OTOH, the Spanish constitution is overly restrictive and does not allow much room for regions seeking more autonomy, let even independence. Whatever. If Catalans do not want to be part of Spain they should have the right to.
 

The Bidenator

Legendary Member
Orange Room Supporter
Sar mouda el referendum. I understand the need for some persecuted minorities like the Kurds to have their own state.
But who's persercuting Catalans?

They just want to secede because they believe they'll be richer on their own and won't have to share their wealth with the rest of the country. (Catalonia contributes to 20% of Spain's economy)

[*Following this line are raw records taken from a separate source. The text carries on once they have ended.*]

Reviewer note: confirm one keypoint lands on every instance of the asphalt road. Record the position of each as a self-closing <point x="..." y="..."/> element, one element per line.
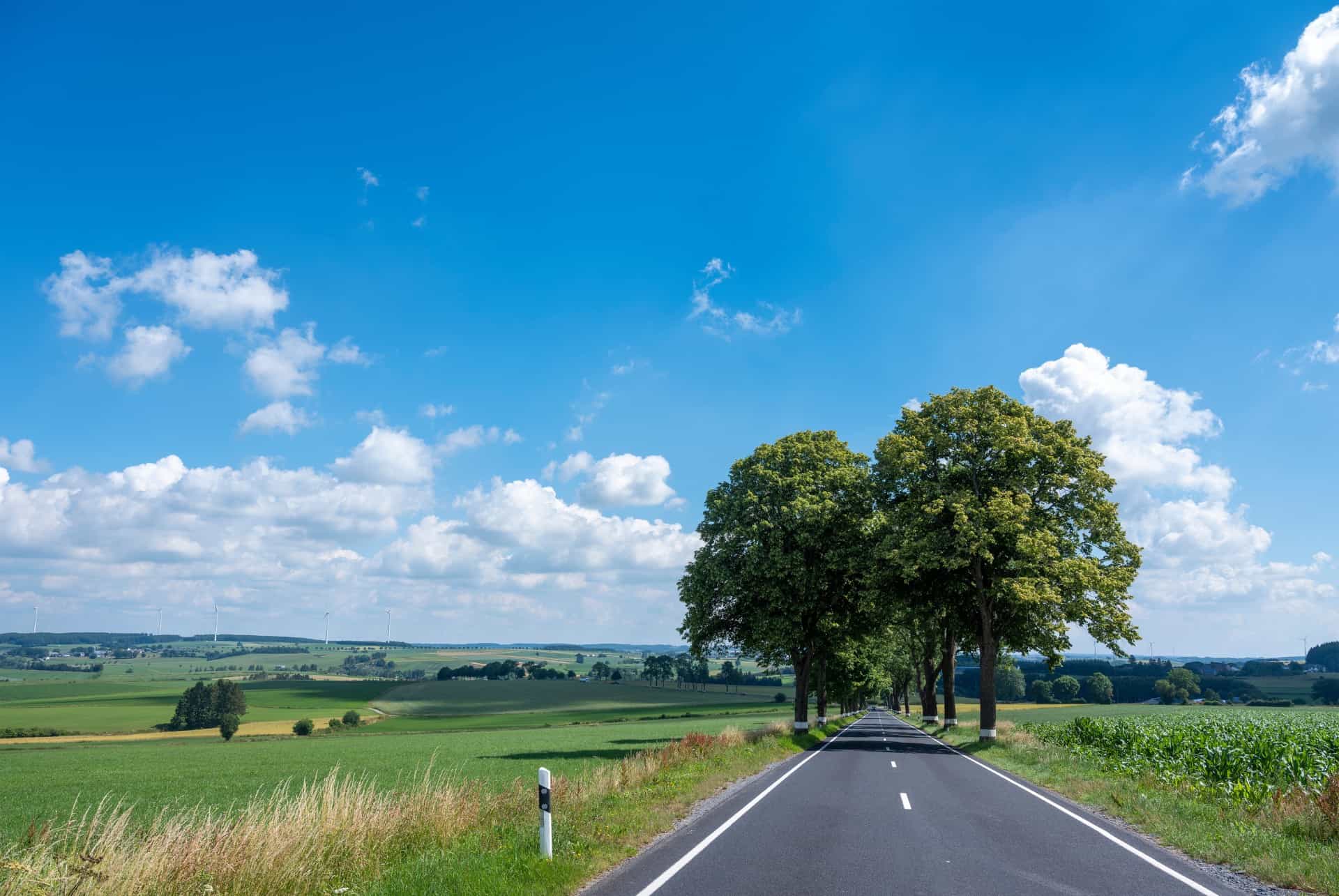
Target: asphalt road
<point x="884" y="808"/>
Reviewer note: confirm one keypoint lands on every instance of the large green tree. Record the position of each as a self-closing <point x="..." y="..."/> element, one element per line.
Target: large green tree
<point x="1017" y="508"/>
<point x="778" y="574"/>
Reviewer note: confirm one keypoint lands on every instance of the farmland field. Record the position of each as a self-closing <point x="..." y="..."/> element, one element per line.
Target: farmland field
<point x="1241" y="754"/>
<point x="43" y="781"/>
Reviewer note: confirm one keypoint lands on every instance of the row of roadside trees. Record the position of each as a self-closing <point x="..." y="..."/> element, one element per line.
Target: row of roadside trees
<point x="979" y="526"/>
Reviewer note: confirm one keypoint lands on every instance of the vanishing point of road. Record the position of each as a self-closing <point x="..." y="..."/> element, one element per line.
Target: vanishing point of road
<point x="884" y="808"/>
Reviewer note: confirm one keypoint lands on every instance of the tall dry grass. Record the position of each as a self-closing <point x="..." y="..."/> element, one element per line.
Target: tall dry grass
<point x="314" y="837"/>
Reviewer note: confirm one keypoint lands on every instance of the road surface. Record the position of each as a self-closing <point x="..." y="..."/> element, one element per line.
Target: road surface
<point x="884" y="808"/>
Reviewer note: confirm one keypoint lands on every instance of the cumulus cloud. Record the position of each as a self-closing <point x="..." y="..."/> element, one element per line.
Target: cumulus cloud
<point x="390" y="457"/>
<point x="20" y="456"/>
<point x="285" y="366"/>
<point x="473" y="437"/>
<point x="86" y="295"/>
<point x="433" y="411"/>
<point x="1280" y="122"/>
<point x="276" y="542"/>
<point x="213" y="291"/>
<point x="720" y="321"/>
<point x="619" y="480"/>
<point x="149" y="353"/>
<point x="346" y="353"/>
<point x="1197" y="547"/>
<point x="205" y="289"/>
<point x="276" y="417"/>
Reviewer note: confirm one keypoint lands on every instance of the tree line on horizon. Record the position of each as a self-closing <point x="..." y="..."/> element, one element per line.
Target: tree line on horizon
<point x="979" y="526"/>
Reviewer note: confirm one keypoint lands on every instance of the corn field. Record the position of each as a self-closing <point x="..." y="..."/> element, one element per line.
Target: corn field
<point x="1238" y="754"/>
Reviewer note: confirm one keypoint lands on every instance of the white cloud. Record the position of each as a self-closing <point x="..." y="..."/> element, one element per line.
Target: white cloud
<point x="619" y="480"/>
<point x="213" y="291"/>
<point x="148" y="354"/>
<point x="433" y="411"/>
<point x="278" y="417"/>
<point x="1140" y="426"/>
<point x="346" y="353"/>
<point x="86" y="294"/>
<point x="1197" y="548"/>
<point x="206" y="289"/>
<point x="477" y="436"/>
<point x="280" y="545"/>
<point x="285" y="366"/>
<point x="572" y="466"/>
<point x="390" y="457"/>
<point x="547" y="535"/>
<point x="720" y="321"/>
<point x="20" y="456"/>
<point x="1280" y="121"/>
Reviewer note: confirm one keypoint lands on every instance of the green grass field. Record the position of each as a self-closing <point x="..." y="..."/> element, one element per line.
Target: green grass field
<point x="45" y="781"/>
<point x="110" y="706"/>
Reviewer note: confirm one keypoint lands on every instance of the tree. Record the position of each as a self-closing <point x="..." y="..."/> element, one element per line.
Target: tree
<point x="228" y="725"/>
<point x="1326" y="690"/>
<point x="777" y="572"/>
<point x="1066" y="689"/>
<point x="1097" y="689"/>
<point x="1018" y="509"/>
<point x="1010" y="685"/>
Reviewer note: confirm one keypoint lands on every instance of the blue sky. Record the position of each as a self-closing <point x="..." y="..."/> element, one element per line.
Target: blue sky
<point x="335" y="218"/>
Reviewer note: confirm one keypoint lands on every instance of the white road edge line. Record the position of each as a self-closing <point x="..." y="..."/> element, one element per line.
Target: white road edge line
<point x="706" y="842"/>
<point x="1171" y="872"/>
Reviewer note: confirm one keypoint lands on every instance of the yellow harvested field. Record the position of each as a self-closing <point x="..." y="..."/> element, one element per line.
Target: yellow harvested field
<point x="282" y="727"/>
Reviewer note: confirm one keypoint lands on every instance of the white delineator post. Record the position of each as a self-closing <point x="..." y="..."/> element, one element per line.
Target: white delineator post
<point x="545" y="816"/>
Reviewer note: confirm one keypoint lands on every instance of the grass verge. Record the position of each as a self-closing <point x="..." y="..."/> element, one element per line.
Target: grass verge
<point x="433" y="832"/>
<point x="1289" y="842"/>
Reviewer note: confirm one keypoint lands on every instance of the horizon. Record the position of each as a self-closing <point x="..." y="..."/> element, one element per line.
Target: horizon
<point x="464" y="333"/>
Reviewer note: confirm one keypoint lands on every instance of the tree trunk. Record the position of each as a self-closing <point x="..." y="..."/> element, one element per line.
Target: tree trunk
<point x="801" y="694"/>
<point x="950" y="670"/>
<point x="988" y="643"/>
<point x="930" y="706"/>
<point x="822" y="690"/>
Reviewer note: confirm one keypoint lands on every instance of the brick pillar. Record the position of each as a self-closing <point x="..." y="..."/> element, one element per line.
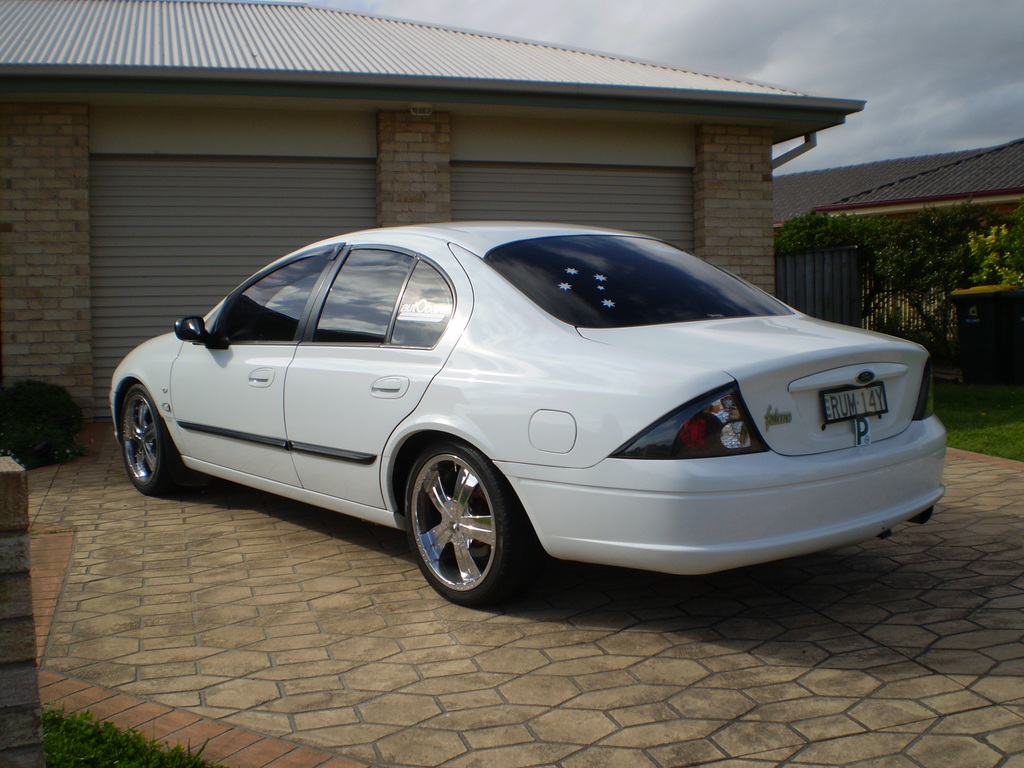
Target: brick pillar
<point x="733" y="201"/>
<point x="414" y="174"/>
<point x="44" y="246"/>
<point x="22" y="735"/>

Kinda selfish if you ask me.

Is it only economic reasons for wanting to secede?

On a side note, the following from the OP article undermines the entire referendum: "However many vote, a “yes” result is likely, given that most of those who support independence are expected to cast ballots while most of those against it are not." If true, referendum doesn't give accurate picture of Catalan feelings.
 

JeanH

Well-Known Member
Orange Room Supporter
on a side note abkhazia the defacto Russian state will recognize the catalonian state; Russian meddling in European affairs or just a rogue state trying to recognize another to give itself more recognition ?
 

JustLeb

Legendary Member
Orange Room Supporter
Leaving a union is not the same as leaving a country.

But anyway, at this rate, there will be 500 countries by 2100.

Québec did a referendum in the past.
Monté Négro also...
People come together when they see mutual interest, they split apart when this interest doesn't exist anymore.
I see it stupid dur Catalans to break but
But it's their right to decide but anyone else
 

Isabella

The queen of "Bazella"
Orange Room Supporter
From what I've been reading, the Basques are the most genetically and linguistically distinct group in Spain.

The Catalans are genetically the same as the rest of the Spanish, with perhaps a little less Jewish and North African ancestry. Their language also derives from Latin, just like Spanish.

So any difference they feel is rooted in historical political divisions between various regional rulers.

Their language is not derived from Latin, it is vulgar Latin... English French Italian Portuguese are also derived from Latin, so why limit it to Spanish lol? and Catalonia is on the border with France... They have as much in common with Spain as they do with the south of france :p
 

JustLeb

Legendary Member
Orange Room Supporter
Quand Le Figaro parlait du problème catalan... en 1917

"Le problème catalan était grave déjà, il y a trois et quatre siècles. Il est, aujourd'hui, plus complexe", écrivait Le Figaro... en 1917. "La Catalogne fait partie de l'Espagne, mais la Catalogne n'est pas l'Espagne", résumait-on alors. Certaines données perdurent : "Ces quatre provinces de la Catalogne, étant les plus laborieuses de toute l'Espagne et, partant, les plus riches, payent à l'État la somme d'impôts de beaucoup la plus forte, et, dès lors, le Catalan s'indigne de voir se perdre dans le gouffre général du budget, l'argent, son argent, le fruit de ses peines".

"L'esprit d'indépendance, l'esprit d'autonomie a subsisté, et non seulement il a subsisté avec la prospérité renaissante, mais il n'a pas cessé de se fortifier", poursuivait Le Figaro. "Que faire donc, sinon lui accorder l'autonomie administrative, la plus large qui soit compatible avec l'organisation générale d'un grand pays ?", concluait l'auteur de l'article. Une autonomie que la Catalogne a depuis obtenu, en 1932 puis de nouveau en 1979 après quarante ans de dictature franquiste. C'est maintenant l'indépendance qui gagne la région. Le problème catalan était déjà grave il y a un siècle. Il est, aujourd'hui, plus complexe encore.